Recent decisions by federal courts have blocked or limited key provisions of the Affordable Care Act. These verdicts have succeeded where efforts of the U.S. House of Representatives to derail the law have failed.
The U.S. Supreme Court set the stage for reshaping the ACA with decisions released in June 2012. A majority of the justices upheld the constitutionality of the individual mandate requiring most people to maintain a minimal level of health insurance beginning in 2014. By a 7-2 vote, the court rejected a suit that the entire ACA should be invalidated.
The most profound verdict by the court invalidated the ACA provision to expand Medicaid coverage. This section of the law required each state to expand its Medicaid program to cover persons earning up to 138 percent of the Federal Poverty Level (FPL). The federal government would pay the full cost of expansion for three years and then cover 90 per cent of the costs thereafter.
By a 5-4 vote, the Court ruled that Medicaid expansion was unconstitutional in that it coerced states to behave in a manner opposed by legislatures. This decision reduced from 17 million to 11 million the number of previously uninsured persons who would have been insured under the original ACA. Twenty-six states, including Kentucky and Arkansas, and the District of Columbia elected to expand their Medicaid programs. Each received federal support for the expansion.
On June 29, the Supreme Court issued another 5-4 decision (Burwell vs. Hobby Lobby) that addressed ACA provisions that contraceptives should be included in health services available for women at no additional cost. The majority ruled that this requirement violated federal laws that protected the religious liberty of companies that were privately held by religious families. Under the ruling, birth control pills, intrauterine devices and morning-after pills did not have to be included as covered benefits for female employees of these two companies.
It is uncertain if this decision could be more broadly applied to privately held companies whose owners oppose blood transfusion or other medical therapies on religious grounds. In her dissent, Justice Ruth Ginsberg commented that this ruling extended religious liberty to for-profit companies.

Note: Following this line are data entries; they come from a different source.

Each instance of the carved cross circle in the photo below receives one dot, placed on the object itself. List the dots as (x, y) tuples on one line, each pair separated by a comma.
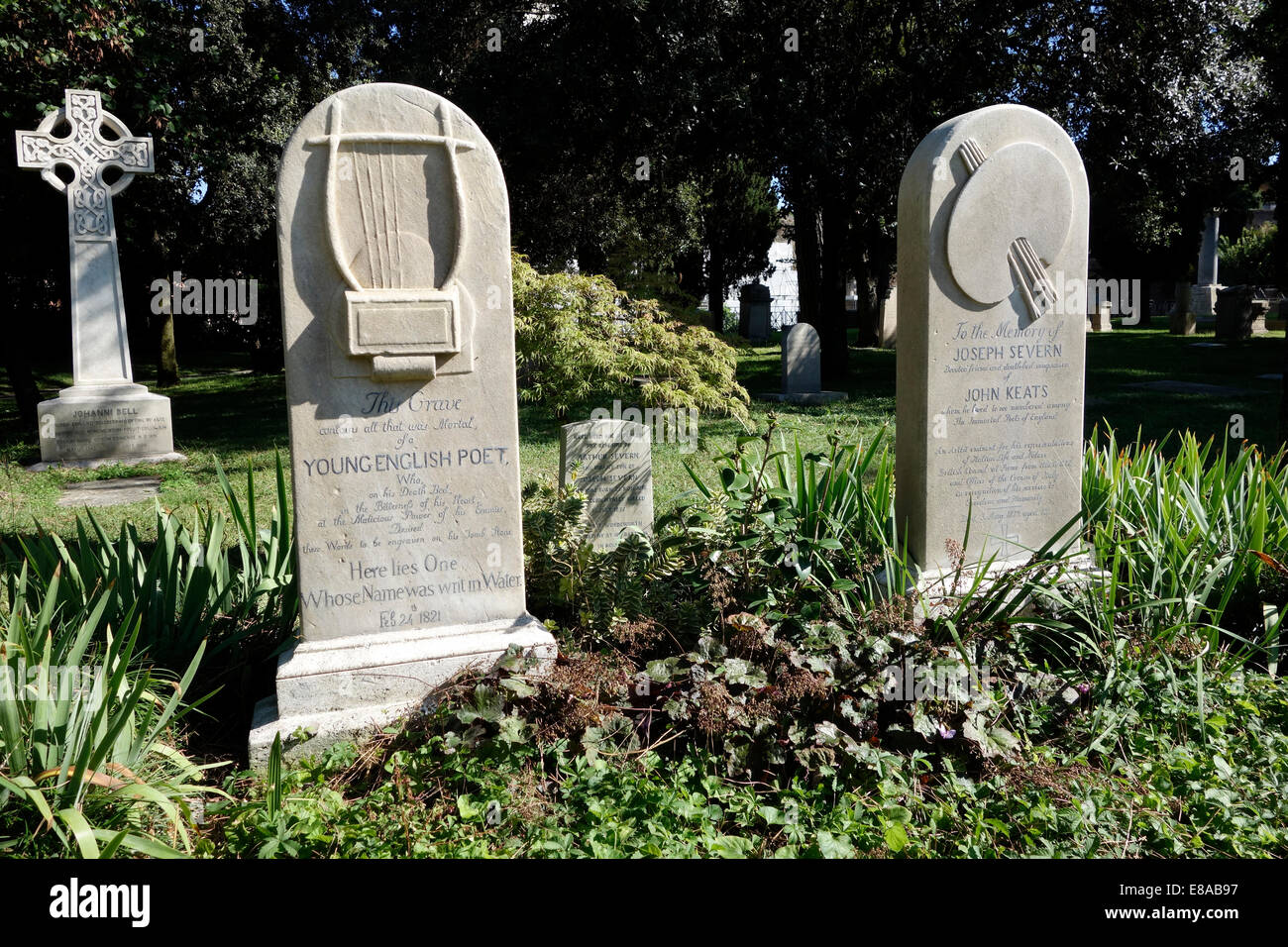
[(88, 155)]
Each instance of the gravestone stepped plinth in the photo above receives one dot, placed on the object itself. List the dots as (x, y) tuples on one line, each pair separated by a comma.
[(803, 369), (104, 418), (990, 390), (398, 322)]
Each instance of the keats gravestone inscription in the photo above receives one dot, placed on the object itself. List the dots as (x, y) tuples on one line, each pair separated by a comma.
[(992, 308), (398, 321), (613, 466)]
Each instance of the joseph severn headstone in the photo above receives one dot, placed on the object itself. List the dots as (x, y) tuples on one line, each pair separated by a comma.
[(394, 243), (104, 416), (992, 298)]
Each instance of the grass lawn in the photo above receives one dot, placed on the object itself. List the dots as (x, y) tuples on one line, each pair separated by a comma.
[(226, 412)]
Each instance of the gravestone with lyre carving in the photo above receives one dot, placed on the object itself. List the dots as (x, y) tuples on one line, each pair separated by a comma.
[(104, 416), (398, 322), (992, 338)]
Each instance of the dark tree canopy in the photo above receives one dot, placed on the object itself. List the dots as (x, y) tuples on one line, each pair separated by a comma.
[(658, 141)]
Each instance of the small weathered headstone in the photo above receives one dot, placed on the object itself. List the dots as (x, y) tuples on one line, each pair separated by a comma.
[(104, 416), (1235, 313), (992, 264), (398, 322), (754, 304), (803, 369), (610, 462)]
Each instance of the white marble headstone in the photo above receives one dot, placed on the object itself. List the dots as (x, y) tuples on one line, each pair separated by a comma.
[(992, 313), (398, 322), (612, 462), (104, 416)]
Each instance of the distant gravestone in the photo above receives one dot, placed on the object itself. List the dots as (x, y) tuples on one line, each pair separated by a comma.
[(803, 369), (104, 416), (1100, 318), (1203, 295), (398, 322), (612, 462), (754, 304), (992, 264), (1236, 313)]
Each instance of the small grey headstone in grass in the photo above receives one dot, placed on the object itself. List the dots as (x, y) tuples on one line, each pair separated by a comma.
[(398, 321), (114, 492), (992, 337), (803, 369), (104, 416), (613, 467), (754, 303)]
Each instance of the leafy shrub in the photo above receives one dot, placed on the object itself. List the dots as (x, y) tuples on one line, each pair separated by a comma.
[(184, 589), (579, 338)]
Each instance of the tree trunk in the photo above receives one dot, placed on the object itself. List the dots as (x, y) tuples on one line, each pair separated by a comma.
[(167, 357), (832, 335), (716, 286), (867, 316)]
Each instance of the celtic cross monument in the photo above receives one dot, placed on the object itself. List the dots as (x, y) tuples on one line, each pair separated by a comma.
[(104, 416)]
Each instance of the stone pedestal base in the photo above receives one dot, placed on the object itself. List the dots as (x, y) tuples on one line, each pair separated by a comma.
[(340, 688), (1203, 299), (803, 397), (90, 425)]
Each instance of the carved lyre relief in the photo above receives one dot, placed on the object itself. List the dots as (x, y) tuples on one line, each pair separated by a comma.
[(1009, 224), (400, 317)]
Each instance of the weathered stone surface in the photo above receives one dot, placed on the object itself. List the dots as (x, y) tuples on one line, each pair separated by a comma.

Confusion abounded on July 22 when three judge panels of two federal Courts of Appeal reached contradictory opinions on the ACA's provision that the federal government would subsidize health insurance premiums for millions of Americans whose income fell below set levels of the FPL. The ACA provides for a sliding scale of support for persons earning up to 400 percent of the FPL to purchase health insurance from the federal insurance exchange or the exchanges operated by some states.
By a 2-1 vote, the Washington D.C. Circuit Court of Appeals struck down the provision for giving premium subsidies from states that rely on the federal insurance exchange. Should this ruling stand, an estimated 4.5 million Americans living in the 36 states that utilize the federal exchange would be affected. Two Republican appointees overruled one Democratic appointee.
But later in the day, the Fourth Circuit Court of Appeals in Richmond, Va., by a 3-0 vote, upheld subsidies as a "permissible exercise" of the exchange. Two of the judges were appointed by a Democratic president, one by a Republican president.
It is uncertain how this debacle will be addressed. The suits might be reviewed by the entire panel of judges in each circuit. Alternatively, the Supreme Court might take up the conflicting opinions.
These various suits represent concerted efforts to undo the ACA. At the Supreme Court level, Justices Antonin Scalia, Samuel Alito, Clarence Thomas and Anthony Kennedy have opposed various provisions to expand coverage under the ACA. Chief Justice John Roberts usually votes with this bloc.
Given the current makeup of the Supreme Court, what manner of health care reform would pass constitutional muster? Would a single-payer system, such as an expansion of Medicare, be approved? This structure places the federal government in the role of insurer with uniform regulations for covered services and pricing.
Or would the court approve matching federal funds for individual states to devise their own health care benefits? Massachusetts currently operates a successful program upon which many provisions of the ACA are based. Vermont is building a single-payer system. Could other states either replicate these plans or produce new mechanisms for providing universal access to health care?
What is on the mind of the Supreme Court justices as they ponder health care reform? Tens of millions of uninsured Americans would like to know.